Division of Clinical Epidemiology and Biostatistics, Institute of Social and Preventive Medicine (ISPM), University of Bern, Bern, Switzerland.
Int J Epidemiol. 2012 Oct;41(5):1445-59. doi: 10.1093/ije/dys124.
Clinicians find standardized mean differences (SMDs) calculated from continuous outcomes difficult to interpret. Our objective was to determine the performance of methods in converting SMDs or means to odds ratios of treatment response and numbers needed to treat (NNTs) as more intuitive measures of treatment effect.
Meta-epidemiological study of large-scale trials (≥ 100 patients per group) comparing active treatment with placebo, sham or non-intervention control. Trials had to use pain or global symptoms as continuous outcomes and report both the percentage of patients with treatment response and mean pain or symptom scores per group. For each trial, we calculated odds ratios of observed treatment response and NNTs and approximated these estimates from SMDs or means using all five currently available conversion methods by Hasselblad and Hedges (HH), Cox and Snell (CS), Furukawa (FU), Suissa (SU) and Kraemer and Kupfer (KK). We compared observed and approximated values within trials by deriving pooled ratios of odds ratios (RORs) and differences in NNTs. ROR <1 and positive differences in NNTs imply that approximations are more conservative than estimates calculated from observed treatment response. As measures of agreement, we calculated intraclass correlation coefficients.

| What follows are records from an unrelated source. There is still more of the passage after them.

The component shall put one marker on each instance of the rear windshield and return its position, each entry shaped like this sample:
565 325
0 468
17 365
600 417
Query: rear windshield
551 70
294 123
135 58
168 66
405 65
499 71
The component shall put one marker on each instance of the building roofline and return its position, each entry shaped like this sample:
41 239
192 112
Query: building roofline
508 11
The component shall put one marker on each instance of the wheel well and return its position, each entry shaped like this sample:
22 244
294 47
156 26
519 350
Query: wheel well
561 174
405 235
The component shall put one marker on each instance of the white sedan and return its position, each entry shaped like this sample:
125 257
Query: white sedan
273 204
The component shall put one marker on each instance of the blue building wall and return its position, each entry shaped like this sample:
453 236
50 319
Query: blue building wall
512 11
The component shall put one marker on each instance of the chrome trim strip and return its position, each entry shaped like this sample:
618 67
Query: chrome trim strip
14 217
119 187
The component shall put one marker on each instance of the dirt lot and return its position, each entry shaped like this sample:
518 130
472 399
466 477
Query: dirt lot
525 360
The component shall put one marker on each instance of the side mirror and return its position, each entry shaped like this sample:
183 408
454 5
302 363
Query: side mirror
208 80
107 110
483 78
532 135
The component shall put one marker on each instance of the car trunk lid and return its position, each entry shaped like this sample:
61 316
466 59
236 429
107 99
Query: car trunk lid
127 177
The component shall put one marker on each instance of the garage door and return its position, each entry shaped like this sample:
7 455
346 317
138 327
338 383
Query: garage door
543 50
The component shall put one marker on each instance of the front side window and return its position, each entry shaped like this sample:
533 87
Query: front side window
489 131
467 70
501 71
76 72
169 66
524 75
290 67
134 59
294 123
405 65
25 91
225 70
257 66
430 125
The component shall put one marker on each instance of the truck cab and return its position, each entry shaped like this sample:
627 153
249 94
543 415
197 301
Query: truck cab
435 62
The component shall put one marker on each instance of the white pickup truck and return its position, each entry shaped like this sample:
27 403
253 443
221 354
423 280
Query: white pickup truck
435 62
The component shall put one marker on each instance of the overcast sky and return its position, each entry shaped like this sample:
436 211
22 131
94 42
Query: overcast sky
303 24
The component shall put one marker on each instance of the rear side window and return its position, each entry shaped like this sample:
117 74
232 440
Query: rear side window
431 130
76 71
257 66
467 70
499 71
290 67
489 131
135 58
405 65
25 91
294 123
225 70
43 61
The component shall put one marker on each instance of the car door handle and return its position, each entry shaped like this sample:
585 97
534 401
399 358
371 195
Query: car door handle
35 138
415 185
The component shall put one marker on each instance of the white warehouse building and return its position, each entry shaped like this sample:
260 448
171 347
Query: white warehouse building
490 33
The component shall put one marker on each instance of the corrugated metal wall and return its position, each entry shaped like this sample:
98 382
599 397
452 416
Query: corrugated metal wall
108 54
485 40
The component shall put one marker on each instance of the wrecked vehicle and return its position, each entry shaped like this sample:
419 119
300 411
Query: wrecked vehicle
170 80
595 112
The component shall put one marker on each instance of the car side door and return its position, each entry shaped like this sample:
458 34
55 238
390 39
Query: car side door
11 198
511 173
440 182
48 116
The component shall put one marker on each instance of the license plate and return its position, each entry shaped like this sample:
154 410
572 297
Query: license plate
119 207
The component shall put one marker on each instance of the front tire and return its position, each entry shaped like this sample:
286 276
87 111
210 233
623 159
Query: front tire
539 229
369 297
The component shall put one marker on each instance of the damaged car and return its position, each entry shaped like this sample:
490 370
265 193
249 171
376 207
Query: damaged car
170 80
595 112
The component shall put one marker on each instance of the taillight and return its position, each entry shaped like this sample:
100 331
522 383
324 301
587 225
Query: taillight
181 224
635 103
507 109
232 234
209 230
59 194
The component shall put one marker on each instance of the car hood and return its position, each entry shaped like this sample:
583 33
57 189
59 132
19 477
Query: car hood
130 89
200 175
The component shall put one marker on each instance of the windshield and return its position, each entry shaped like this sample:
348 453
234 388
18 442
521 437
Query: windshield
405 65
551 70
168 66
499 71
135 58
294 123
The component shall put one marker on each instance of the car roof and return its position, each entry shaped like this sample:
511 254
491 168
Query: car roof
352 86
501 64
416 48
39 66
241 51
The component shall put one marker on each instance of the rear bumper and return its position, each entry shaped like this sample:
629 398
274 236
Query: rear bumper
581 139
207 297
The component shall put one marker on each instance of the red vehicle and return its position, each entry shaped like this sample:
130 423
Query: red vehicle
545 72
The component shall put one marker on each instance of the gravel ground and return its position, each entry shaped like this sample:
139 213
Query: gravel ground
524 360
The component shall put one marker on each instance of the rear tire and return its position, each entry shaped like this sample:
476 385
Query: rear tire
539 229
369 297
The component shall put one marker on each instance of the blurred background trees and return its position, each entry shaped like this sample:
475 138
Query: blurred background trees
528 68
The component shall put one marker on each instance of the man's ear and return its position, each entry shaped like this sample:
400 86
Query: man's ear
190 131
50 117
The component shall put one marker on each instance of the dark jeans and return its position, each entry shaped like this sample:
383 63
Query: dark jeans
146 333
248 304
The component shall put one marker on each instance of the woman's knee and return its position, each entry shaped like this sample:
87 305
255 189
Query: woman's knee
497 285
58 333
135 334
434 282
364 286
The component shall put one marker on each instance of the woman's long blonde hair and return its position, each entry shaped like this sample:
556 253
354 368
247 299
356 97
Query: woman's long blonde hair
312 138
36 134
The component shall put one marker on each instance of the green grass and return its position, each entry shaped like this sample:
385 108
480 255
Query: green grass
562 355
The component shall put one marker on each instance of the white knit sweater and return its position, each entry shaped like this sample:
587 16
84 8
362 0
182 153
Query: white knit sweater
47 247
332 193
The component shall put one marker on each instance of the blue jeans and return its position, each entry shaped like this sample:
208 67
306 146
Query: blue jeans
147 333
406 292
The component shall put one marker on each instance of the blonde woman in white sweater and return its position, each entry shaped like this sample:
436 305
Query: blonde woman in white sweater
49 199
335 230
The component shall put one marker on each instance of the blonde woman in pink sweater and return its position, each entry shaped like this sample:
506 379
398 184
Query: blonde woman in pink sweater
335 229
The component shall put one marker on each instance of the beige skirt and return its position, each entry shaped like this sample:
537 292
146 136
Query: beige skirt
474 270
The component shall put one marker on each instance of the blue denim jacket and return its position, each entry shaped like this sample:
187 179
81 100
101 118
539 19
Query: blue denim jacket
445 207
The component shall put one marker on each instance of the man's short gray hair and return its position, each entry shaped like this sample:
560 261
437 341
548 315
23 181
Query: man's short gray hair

A total of 29 trials in 13 654 patients were included. Four out of five methods were suitable (HH, CS, FU, SU), with RORs between 0.92 for SU [95% confidence interval (95% CI), 0.86-0.99] and 0.97 for HH (95% CI, 0.91-1.04) and differences in NNTs between 0.5 (95% CI, -0.1 to -1.6) and 1.3 (95% CI, 0.4-2.1). Intraclass correlation coefficients were ≥ 0.90 for these four methods, but ≤ 0.76 for the fifth method by KK (P for differences ≤ 0.027).
The methods by HH, CS, FU and SU are suitable to convert summary treatment effects calculated from continuous outcomes into odds ratios of treatment response and NNTs, whereas the method by KK is unsuitable.
临床医生发现,从连续结果计算得出的标准化均数差值(SMD)难以解释。我们的目的是确定将 SMD 或均值转换为治疗反应的优势比(OR)和治疗所需人数(NNT)的方法的性能,这些方法作为更直观的治疗效果衡量指标。
对大型试验(每组≥100 名患者)进行元流行病学研究,比较了活性治疗与安慰剂、假治疗或非干预对照的效果。试验必须使用疼痛或总体症状作为连续结果,并报告治疗反应的患者百分比和每组的平均疼痛或症状评分。对于每个试验,我们计算了观察到的治疗反应的 OR 和 NNT,并使用 Hasselblad 和 Hedges(HH)、Cox 和 Snell(CS)、Furukawa(FU)、Suissa(SU)和 Kraemer 和 Kupfer(KK)这五种目前可用的转换方法来近似这些估计值。我们通过从观察到的治疗反应中计算出比值比(OR)和 NNT 的差异,在试验内比较观察到的和近似的值。OR<1 和 NNT 的正值差异意味着近似值比从观察到的治疗反应计算出的估计值更保守。作为一致性的衡量标准,我们计算了组内相关系数。
共纳入了 29 项试验,涉及 13654 名患者。五种方法中有四种是合适的(HH、CS、FU、SU),SU 的 ROR 为 0.92(95%置信区间[95%CI],0.86-0.99),HH 的 ROR 为 0.97(95%CI,0.91-1.04),NNT 的差异为 0.5(95%CI,-0.1 至-1.6)和 1.3(95%CI,0.4-2.1)。这四种方法的组内相关系数≥0.90,而 KK 方法的组内相关系数为 0.76(P<0.027)。
HH、CS、FU 和 SU 的方法适用于将从连续结果计算得出的汇总治疗效果转换为治疗反应的 OR 和 NNT,而 KK 的方法不适用。